Im Oktober 1862 schenkten die Angehörigen des im Juli in der Mosel ertrunkenen und in Lay beerdigten Sir James B. Winstanley der Kirchengemeinde 60 englische Pfund. Das Geld sollte für die bereits anstehende notwendige Instandsetzung des Kirchturmes verwendet werden. Als Gegenleistung verpflichteten sich Kirchen- und Zivilgemeinde, das Grab von Sir Winstanley auf ewig erhalten zu wollen, was wohl irgendwann in Vergessenheit geriet - denn das Grab ist schon lange verschwunden.

Renovierungsgeschichte
Die umfangreiche Restaurierung des Kirchturmes erfolgte 1869. Pastor Johann Adam Roth hatte für die Ausführung der Steinmetzarbeiten den Koblenzer Steinmetz Corde beauftragt. Es wurden fehlende Gesims- und Gurtsteine ersetzt und Säulchen der Biforienfenster erneuert. Die Steinmetzarbeiten beliefen sich auf 131 Thaler, 1 Silbergroschen. Die Verputzer- und Anstreicherarbeiten wurden von vier Layer Handwerkern ausgeführt. Nach deren Rechnung über 201 Thaler, 9 Silbergroschen wird der gesamte Turm neu verputzt und gestrichen worden sein. Sie gravierten ihre Namen in den frischen Putz im Giebel des Turmes ein (Bild 3) und verewigten sich damit. Die Inschrift wurde bei den Restaurierungen 1976 und 2022 farblich hervorgehoben.

Die Handwerker:
Franz HELM, Maurer *1823, Lay +1898, Lay
PHilipp WEINAND, Maurermeister *1823, Lay +1883, Lay
Wilhelm HELM, Winzer *1827, Lay +1907, Lay
Johann HONSDORF, Tagelöhner.

Letzterer lässt sich nicht eindeutig zuordnen, da es damals zwei Personen mit Namen Johann Honsdorf in Lay gab. Beide waren Tagelöhner und könnten gemäß ihren Lebensdaten mitgearbeitet haben (*1837 +1876) bzw. (*1841 +1909), beide */+ Lay.
Alle Genannten entstammen alteingesessenen Layer Familien, waren 1869 bereits verheiratet und hatten eigene Familien gegründet. Maurermeister Philipp Weinand wird noch bei weiteren Maurerarbeiten an der Kirche in jener Zeit erwähnt. Winzer Wilhelm Helm dürfte als Handlanger tätig gewesen sein. Die Gesamtkosten der ausgeführten Arbeiten beliefen sich auf 526 Thaler, 16 Silbergroschen und mussten von der Kirchengemeinde aufgebracht werden. Dass dies damals eine stattliche Summe war, lässt sich mit folgendem Beispiel ein wenig verdeutlichen. 1862 beschaffte die Kirchengemeinde ihre erste Orgel von der Orgelfabrik Weil in Neuwied für 415 Thaler, sie wurde bis 1984 in der Pfarrkirche genutzt.

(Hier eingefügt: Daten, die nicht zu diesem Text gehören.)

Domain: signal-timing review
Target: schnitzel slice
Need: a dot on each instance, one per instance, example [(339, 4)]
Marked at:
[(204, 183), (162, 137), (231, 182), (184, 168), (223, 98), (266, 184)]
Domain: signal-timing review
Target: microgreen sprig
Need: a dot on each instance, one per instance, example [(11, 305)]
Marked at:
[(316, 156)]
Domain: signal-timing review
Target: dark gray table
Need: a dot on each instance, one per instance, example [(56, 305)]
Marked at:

Nachdem Lay 1921 mit elektrischem Strom versorgt wurde, erfolgte 1926 eine wesentliche Modernisierung im Inneren des Kirchturmes. Die damals noch drei im oberen und unteren Glockenstuhl hängenden Bronzeglocken wurden erstmals mit einer elektrischen Läuteanlage ausgestattet. Das mühsame Läuten mittels Seil hatte damit ein Ende. Die größte der drei Glocken musste leider 1942 für Rüstungszwecke abgegeben werden und kam nicht mehr zurück.

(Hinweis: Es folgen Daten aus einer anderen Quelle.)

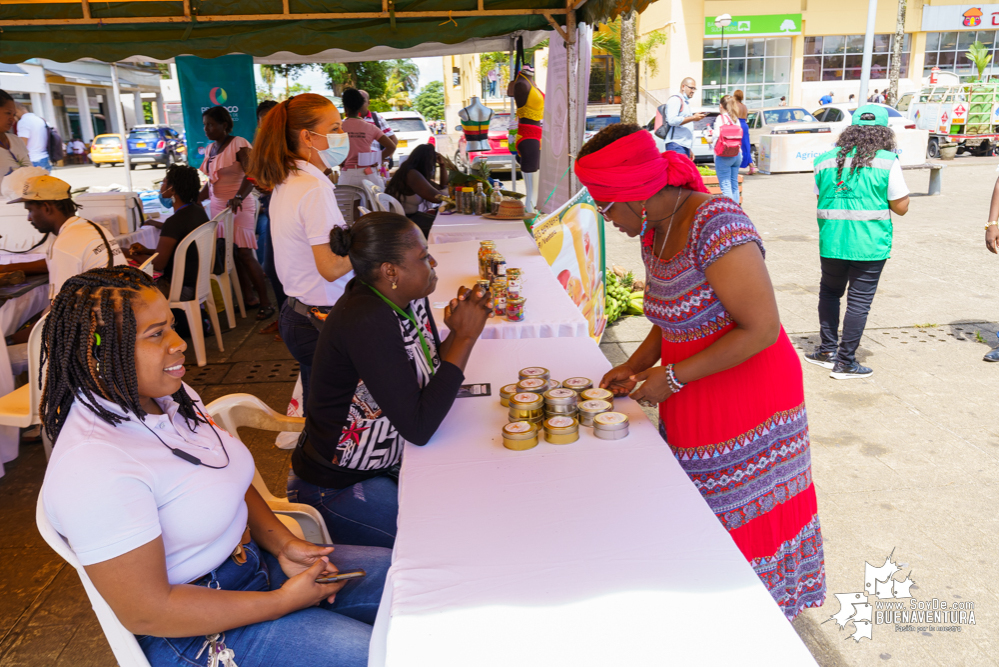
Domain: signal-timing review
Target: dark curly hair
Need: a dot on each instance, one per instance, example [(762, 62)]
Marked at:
[(861, 143), (607, 136), (75, 367)]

1927 inspizierte der Provinzialkonservator der Rheinprovinz, Theodor Wildemann Kirche und Turm. Zum Kirchturm stellte er fest, dass der Kaiserstiel (senkrechter Rundbalken in der Turmspitze zwecks Aufnahme des Turmkreuzes) wegen Undichtigkeit an der Kreuzfassung faul war. Infolgedessen hing das darin befestigte gotische Turmkreuz schief und hätte eines Tages herunterfallen können. Damit dieses wieder einen festen Halt hatte, musste der Kaiserstiel erneuert werden. Dieses wird 1929 geschehen sein, nachdem im Zuge der 1928/29 erfolgten Kirchenerweiterung der Turm teilweise neu verputzt wurde und einen neuen Anstrich erhielt.

1976 wurden unter Pastor Bruno Ziegler der spätromanische Altbau der Kirche und der Turm mit einem neuen Anstrich versehen. Restauratorin Schreyögg, Leutesdorf und Bistumskonservator Dr. Ronig, Trier hatten nach alten Farbspuren die neuen Farben zusammengestellt. Die fachgerechte Auftragung der Mineralfarben übernahmen mehr als 20 freiwillige Layer Helfer unter der Leitung von Malermeister Matthias 'Meddi' Werner. Im Kirchturm wurde das 1919 eingebaute und jetzt defekte Werk der Turmuhr stillgelegt und das Schlagwerk entfernt. Auch verschwand das große Zifferblatt (2 m Durchmesser) am nördlichen Giebel des Turmes, das noch von einer Vorgängeruhr stammte (1738 erste Erwähnung einer Turmuhr). Aus statischen Gründen wurden die beiden 1377 und um 1440 gegossenen Bronzeglocken, die bis dahin getrennt im oberen und unteren Glockenstuhl hingen, im oberen Glockenstuhl im Giebelgeschoss des Kirchturmes vereint.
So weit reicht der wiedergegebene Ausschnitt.